Tabac au cinéma : pour le glamour ou le marketing ?

Vincent Bargoin

Auteurs et déclarations

7 novembre 2016

Paris, France – On vous interdit la publicité sur la cigarette à l’écran sous forme de publicité : investissez carrément (dans) le film lui-même. Telle serait la recette apparemment gagnante de l’industrie du tabac.

Lors du Congrès Mondial du Cancer , une discussion a été consacrée à la mise en scène du tabagisme au cinéma [1]. Yana Dimitrova (Ligue contre le Cancer) qui animait la discussion, a expliqué comment la Ligue contre le Cancer s’y prend pour évaluer le cinéma français dans ce domaine.

Depuis 10 ans, chaque année, les 30 films français les plus populaires (selon les chiffres d’entrées du Centre National de la Cinématographie) sont visionnés : les cigarettes fumées y sont comptabilisées, mais aussi les images suggestives (typiquement le briquet à côté du cendrier, le tout bien en évidence à l’image).

Des images de tabagisme dans près de 90% des films français

Les résultats obtenus pour la période 2005-2010 ont été publiés ; les résultats obtenus depuis 2011, pas encore.

 
90% des films, c’est beaucoup plus que la proportion de fumeurs en France, qui est de l’ordre de 30%.
 

En substance, des images de tabagisme apparaissent dans près de 90% des films français – contre environ 50% des films américains, précise Yana Dimitrova

90% des films, c’est beaucoup – beaucoup plus que la proportion de fumeurs en France, qui est de l’ordre de 30%. On voit que le ratio n’est pas en faveur d’une diffusion passive de la proportion de fumeurs de la vie réelle à l’écran.
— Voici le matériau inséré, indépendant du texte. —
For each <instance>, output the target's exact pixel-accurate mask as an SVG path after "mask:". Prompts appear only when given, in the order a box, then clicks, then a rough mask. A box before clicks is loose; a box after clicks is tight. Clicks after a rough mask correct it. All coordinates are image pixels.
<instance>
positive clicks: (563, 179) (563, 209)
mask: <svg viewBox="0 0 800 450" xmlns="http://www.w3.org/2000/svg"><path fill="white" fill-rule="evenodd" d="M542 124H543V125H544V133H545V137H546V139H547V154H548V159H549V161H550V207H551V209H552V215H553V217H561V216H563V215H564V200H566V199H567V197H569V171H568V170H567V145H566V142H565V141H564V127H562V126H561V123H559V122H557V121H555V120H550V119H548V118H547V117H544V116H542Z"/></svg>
On objectera naturellement qu’à partir de 4 personnages dans un film, il est statistiquement probable qu’il se trouvera un fumeur. Certes. Mais même un gros fumeur ne fume pas 24h/24, Et par ailleurs, un film représente au maximum 2 h de la vie d’un personnage. Or, dans cette étroite fenêtre temporelle, pour que 90% des films captent un instant-cigarette, on peut dire qu’ils visent bien.

En fait, le cinéma est pour la publicité un support de rêve. En France, 92% des 15-17 ans déclarent être allés au cinéma au moins une fois dans l’année. En comptant une durée de mise en scène du tabagisme de 2,6 minutes en moyenne, la Ligue arrive à la conclusion que chaque français voit en moyenne une trentaine de pubs pour le tabac chaque année. La loi Evin, interdisant la publicité sur le tabac, remonte à 1991. L’industrie du tabac semble avoir trouvé dans les films eux-mêmes un très bon produit de substitution.

Stalone et son contrat à 500 000 dollars

Dans les années 90, se sont tenus aux Etats-Unique quelques procès retentissants, condamnant les liens entre l’industrie du tabac et celle du cinéma.

« Comme convenu, je garantis que j'utiliserai les produits du tabac de Brown et Williamson dans au moins 5 de mes films. J'ai bien compris que Brown et Williamson me versera un droit de 500 000 dollars. ». Cette phrase, signée par Sylvester Stallone en 1983, avait suscité un peu d’émotion. N’est pas Humphrey Bogart (décédé d’un cancer de l’œsophage) qui veut.

Depuis, la cigarette a un peu déserté les films américains, mais pour des questions d’image précisément, et non pour des motifs légaux.

Dans ses rapports de 2012 et de 2014 , le US General Surgeon indiquait que les preuves étaient maintenant suffisantes pour conclure à l’existence d’un lien causal entre mise en scène du tabagisme dans les films et initiation des jeunes au tabac, et estimait que la labellisation « R » (interdit aux moins de 17 ans non accompagnés) des films mettant en scène le tabagisme conduirait à prévenir 18% de fumeurs parmi les adolescents d’aujourd’hui.

De son côté, le CDC a inclus en 2012 le tabagisme au cinéma dans sa liste des indicateurs de santé publique.